In William Shakespeare’s play “Pericles, Prince of Tyre,” the title character, who has endured assassination attempts, enforced self-exile, and the loss of a beloved wife and an adored daughter, hears heavenly music when, against all reason and expectation, he discovers his daughter alive.  And when, shortly thereafter, he finds that his wife has also survived, he exclaims:

“This, this: no more, you gods! your present kindness
Makes my past miseries sports.”

The blessings to which Pericles refers so dwarf his past agonies that his previous sufferings are swallowed up and almost forgotten.

However, Pericles and his re-found family will still face eventual illness and death and all “the heartache and the thousand natural shocks that flesh is heir to.”  Thus, what Shakespeare depicts in a fictional tale cannot compare with what the apostle Paul declares to be absolute and literal truth concerning the world to come:

“For I reckon that the sufferings of this present time are not worthy to be compared with the glory which shall be revealed in us.”  (Romans 8:18)

“All your losses will be made up to you in the resurrection,” declared the Prophet Joseph Smith, “provided you continue faithful. By the vision of the Almighty I have seen it.”

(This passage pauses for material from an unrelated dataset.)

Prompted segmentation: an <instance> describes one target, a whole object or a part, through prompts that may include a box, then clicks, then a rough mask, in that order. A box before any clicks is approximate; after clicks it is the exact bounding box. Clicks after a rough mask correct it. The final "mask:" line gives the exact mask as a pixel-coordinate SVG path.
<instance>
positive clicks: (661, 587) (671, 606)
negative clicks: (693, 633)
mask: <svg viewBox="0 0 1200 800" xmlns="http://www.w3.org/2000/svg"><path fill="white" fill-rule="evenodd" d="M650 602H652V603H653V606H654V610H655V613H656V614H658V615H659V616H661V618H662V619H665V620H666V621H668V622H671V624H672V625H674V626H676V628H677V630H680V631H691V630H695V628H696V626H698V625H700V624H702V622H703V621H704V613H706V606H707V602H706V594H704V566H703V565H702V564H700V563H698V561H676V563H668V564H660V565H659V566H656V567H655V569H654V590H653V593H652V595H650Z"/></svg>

“And God shall wipe away all tears from their eyes,” says John the Revelator of those who are saved, “and there shall be no more death, neither sorrow, nor crying, neither shall there be any more pain: for the former things are passed away” (Revelation 21:4).

“But as it is written,” says Paul, “Eye hath not seen, nor ear heard, neither have entered into the heart of man, the things which God hath prepared for them that love him” (1 Corinthians 2:9).

The ultimate symbol for what I’m saying here, of course, is Easter itself.  Death and resurrection.  Jesus was subjected to inconceivable agony and, in dying, to the worst possible injury and defeat from a purely mortal point of view, the most complete and irredeemable loss.  All earthly hopes and prospects were at an end.  No ambitions remained.  All human relationships were severed.  But then, triumphantly, he rose from the dead “with healing in his wings” (Malachi 4:2) and he now sits on the right hand of the Father in everlasting, never-dimming glory.

Our faith, therefore, centers in Jesus Christ, “He that ascended up on high, as also he descended below all things, in that he comprehended all things, that he might be in all and through all things, the light of truth; which truth shineth.”  (Doctrine and Covenants 88:6-7.)

“The fundamental principles of our religion,” taught the Prophet Joseph Smith “are the testimony of the Apostles and Prophets, concerning Jesus Christ, that He died, was buried and rose again the third day, and ascended into heaven; and all other things which pertain to our religion are only appendages to it.”

One of the two things that C.S. Lewis said “pressed” upon his mind as he grieved for his wife was “that the Eternal Vet is even more inexorable and the possible operations even more painful than our severest imaginings can forebode.”  But what was the second?  It was, he said, quoting the words of the mystic Dame Julian of Norwich (d. ca. AD 1416), that “all shall be well, and all shall be well, and all manner of thing shall be well.”